Chegada na Austrália
Ela viajou pelo mundo, visitando o Japão e depois Chicago, antes de retornar a Delhi para fazer filmes sobre o desenvolvimento das mulheres para as Nações Unidas. Aos 25 anos, ela se mudou para a Austrália e começou a trabalhar como professora na UTS e também conheceu o marido. Um mês após o casamento em Rajasthan e uma lua de mel comunitária no deserto, Bem contraiu hepatite A. Ela foi levada às pressas de volta para Londres, para uma ala de isolamento, onde sua condição não melhorou. Em pânico, Jan recrutou um curandeiro que se ofereceu para ajudar e Bem, a quem foi pedido que assinasse papéis reconhecendo que morreria se saísse do hospital, mudou-se para a casa dele. A “terapia da polaridade” provou ser eficaz e trouxe consigo um novo fascínio para o Bem – as terapias alternativas.
Em 1995, grávida, ela foi convidada a supervisionar o lançamento do Windows 95 na Austrália. Durante esse tempo, ela trabalhou em vários setores e também se concentrou em educar alunos e clientes sobre inovação digital. “O lançamento do Windows foi agendado para o mesmo dia da minha data de vencimento”, diz ela. Três anos depois, quando o Windows 98 apareceu, seu segundo filho também. Desta vez, ela optou pela maternidade, para “dispensar meus clientes e ir morar no Himalaia. Eu queria tanto escrever aquele livro e na época não sabia o que seria. Depositei uma confiança radical no processo criativo. É uma das coisas em que acredito. O mistério deve permanecer misterioso e gostei do processo criativo de poder permanecer no mistério por mais tempo.”

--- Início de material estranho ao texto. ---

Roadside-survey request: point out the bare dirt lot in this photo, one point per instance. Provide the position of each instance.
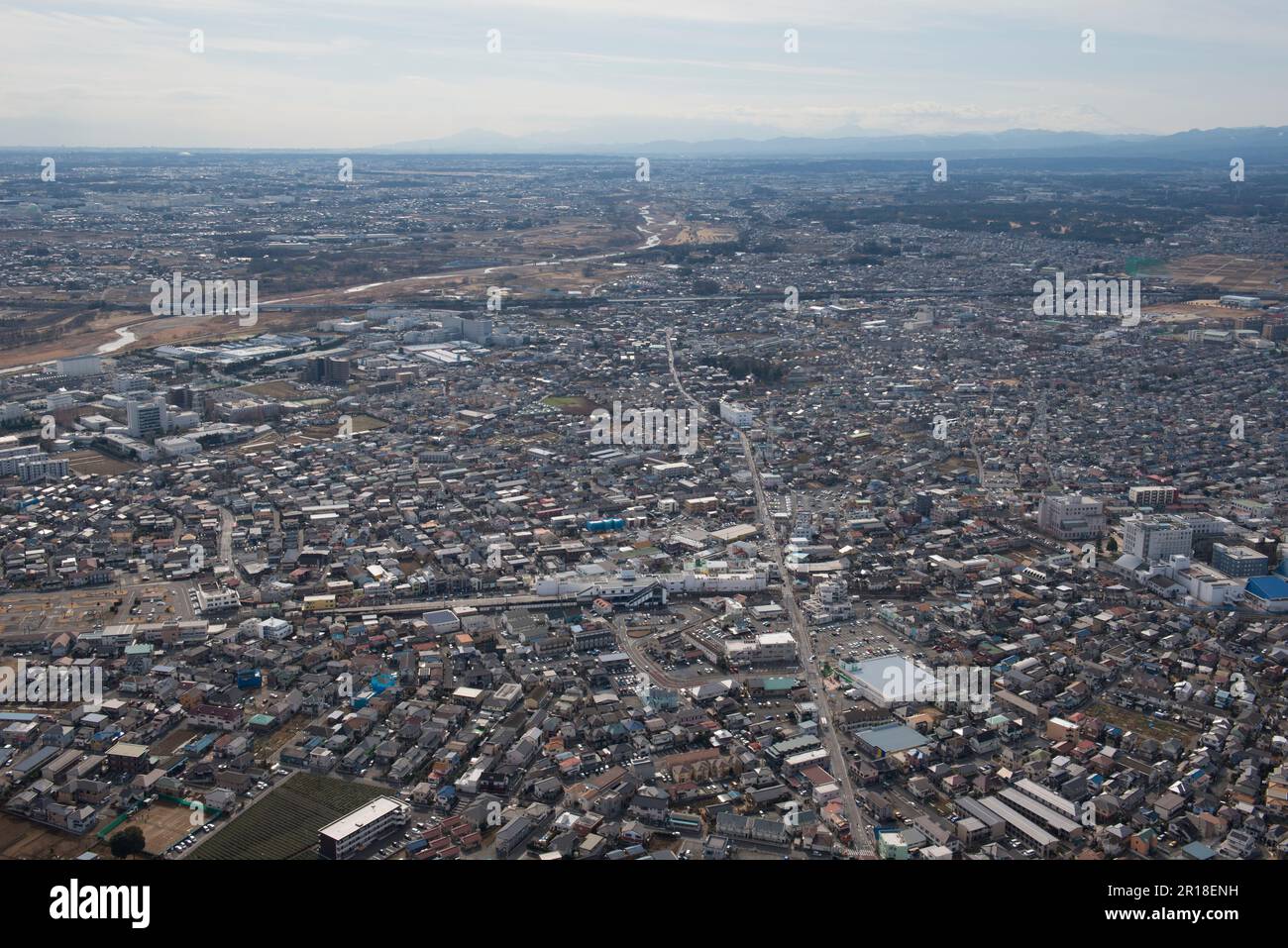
(162, 824)
(1233, 273)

Um tempo de renúncia e uma carreira literária
Vivendo nas montanhas, ela escreveu A sedução do silêncio, uma saga mágica multigeracional que leva o leitor a uma jornada intensamente emocional e espiritual. A história começa com Aakash, um sábio do Himalaia que continua a oferecer seus ensinamentos mesmo na morte, por meio de um médium. Ao longo de gerações, a família oscila entre o espiritual e o mundano, fechando o círculo através da bisneta de Aakash, que retorna ao Himalaia.
“Se acreditássemos que nossas vidas não são mágicas”, comenta Bem, “estaríamos nos iludindo. Pessoas não saudáveis têm uma visão muito realista do mundo, na maioria das vezes, temos mentes mágicas. Se não o fizéssemos, a publicidade não funcionaria.” O livro foi bem e foi indicado para o Commonwealth Writer's Prize. Em 2006, publicou Lá, Onde Cresce a Pimenta, um conto da Segunda Guerra Mundial sobre a permanência de uma família judia polonesa em Calcutá durante sua jornada para a Palestina. Seu terceiro romance, Elefantes com faróis, veio em 2020.
Bem continua morando em Sydney com seu marido, Jan, e seus filhos, Taliesin, Rishi e Kashi.
Um artigo lindo e honesto descrevendo a mulher mais extraordinária que já conheci!